Loi Duflot : ces zones d'ombre qui font encore désordre

Par Mathias Thépot  |   |  733  mots
La création d'un fichier des "mauvais payeurs" de loyers de loyer pourrait poser un problème à la CNIL (Crédits : AFP)
Après le vote par le parlement de la loi en première lecture, la Garantie universelle des loyers (GUL) de Cécile Duflot présente encore quelques incertitudes qui devraient être levées par décret. A moins que les parlementaires apportent des modifications substantielles lors de la deuxième lecture du texte….

Votée le samedi 26 octobre par le Sénat en première lecture, la loi pour l'accès au logement et un urbanisme rénové (Alur) de Cécile Duflot présente encore quelques zones d'ombres. Celles-ci se concentrent sur la très controversée Garantie universelle des loyers (GUL) qui est l'objet de l'article 8 du projet de loi de la ministre du Logement. Cette mesure censée assurer les propriétaires contre les impayés de tous les locataires du parc privé est jugée trop permissive par ses détracteurs.

Les modalités de la GUL seront déterminées par décret

C'est ici la manière d'appréhender l'aléa moral qui fait débat : les locataires se sachant couverts seront-ils incités à ne plus payer leur loyer ? De toute évidence, les propriétaires le craignent. Et cela les inquiète d'autant plus que les montants et les délais de remboursement ne sont pas encore clairement déterminés.

Ils seront en fait connu plus tard grâce à un décret en Conseil d'État qui précisera "les conditions exigées pour bénéficier de la garantie universelle des loyers, le montant minimal d'impayés ouvrant droit à la garantie, le montant maximal de la garantie accordée pour un même logement en fonction de la localisation du logement et de sa catégorie, et la durée des versements", est-il indiqué dans le projet de loi voté au Sénat.

Le décret définira "également les modalités de recouvrement des impayés ainsi que les mesures d'accompagnement social en faveur des locataires dont les impayés de loyer sont couverts par la garantie", est-il ajouté dans le texte voté le week-end dernier.

Un problème de constitutionnalité ?

Le ministère de l'Économie qui aura son mot à dire lors de la rédaction du décret, puisque le dispositif GUL sera financé par des fonds publics, a déjà sa petite idée sur les modalités à appliquer à la mesure. Dans un rapport commandé par Bercy à l'Inspection générale des finances (IGF), il est ainsi préconisé, pour dissuader les locataires de ne pas payer, l'usage de prérogatives telles que les saisies sur les salaires, les allocations familiales ou les comptes bancaires.

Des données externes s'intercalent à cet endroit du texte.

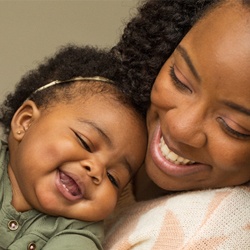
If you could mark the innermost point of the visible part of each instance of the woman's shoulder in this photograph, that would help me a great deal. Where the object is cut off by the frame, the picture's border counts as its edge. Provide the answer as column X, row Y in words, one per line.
column 208, row 219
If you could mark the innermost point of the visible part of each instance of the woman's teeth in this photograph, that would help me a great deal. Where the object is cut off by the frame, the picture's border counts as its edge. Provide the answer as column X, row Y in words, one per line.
column 171, row 156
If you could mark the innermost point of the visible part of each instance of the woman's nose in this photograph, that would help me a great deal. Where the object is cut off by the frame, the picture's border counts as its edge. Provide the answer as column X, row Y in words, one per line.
column 187, row 127
column 95, row 170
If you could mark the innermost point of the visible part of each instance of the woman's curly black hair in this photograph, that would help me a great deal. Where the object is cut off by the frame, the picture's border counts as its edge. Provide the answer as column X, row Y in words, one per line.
column 152, row 35
column 69, row 62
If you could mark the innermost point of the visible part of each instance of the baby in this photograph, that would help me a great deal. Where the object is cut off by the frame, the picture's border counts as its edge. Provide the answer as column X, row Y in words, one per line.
column 75, row 140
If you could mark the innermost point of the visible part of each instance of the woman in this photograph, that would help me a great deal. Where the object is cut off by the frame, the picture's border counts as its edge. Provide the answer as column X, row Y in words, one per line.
column 198, row 123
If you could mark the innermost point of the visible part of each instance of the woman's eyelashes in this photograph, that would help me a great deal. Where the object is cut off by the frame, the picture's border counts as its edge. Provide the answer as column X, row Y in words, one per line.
column 231, row 131
column 177, row 82
column 82, row 142
column 113, row 180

Selon l'IGF, ces mesures musclées sont une condition sine qua non pour assurer la viabilité du dispositif, qui présente un risque de dérapage pour les finances publiques s'il n'est pas parfaitement équilibré et calibré.

Reste que ces moyens renforcés alloués par l'État dans le but d'indemniser au mieux les propriétaires pourraient poser un problème de constitutionnalité. En effet, les préconisations de l'IGF mettent "au service des intérêts privés les moyens de l'État pour recouvrer les créances", constate, inquiet, Denys Brunel, président de la Chambre des propriétaires.

Une intervention de la Cnil ?

Une autre zone d'ombre dans le rapport de l'IGF concerne la proposition de créer un "fichier des baux", dont le but poursuivi est d'écarter les mauvais payeurs du dispositif, ce qui soulagerait les propriétaires. Concrètement, avant de louer, le bailleur devra s'assurer que son futur locataire n'est pas inscrit au fichier des mauvais payeurs (arriérés de paiement, refus de solutions de relogement et d'apurement de la dette).

Intrusive, cette mesure, si elle est intégrée dans le décret, pourrait subir la gronde de la Commission nationale de l'informatique et des libertés (Cnil), garde fou de la vie privée des Français.

La deuxième lecture au Sénat pourrait donner lieu à des modifications substantielles

Avant la parution des décrets, des évolutions pourraient cependant intervenir en deuxième lecture par le parlement : en votant la mise en place de la GUL, les sénateurs ont créé un groupe de travail destiné à améliorer cette garantie.

"Il faut aller plus loin, d'ici la deuxième lecture, ce qui nous laisse du temps pour travailler", avait estimé le président de la commission des Affaires économiques Daniel Raoul (PS). "Je ne doute pas qu'il aboutisse à des propositions très constructives, afin de cimenter un projet très opérationnel".

La GUL, financée à parité par locataires et propriétaires via une cotisation sur le loyer, devrait être mise en place d'ici au 1er janvier 2016.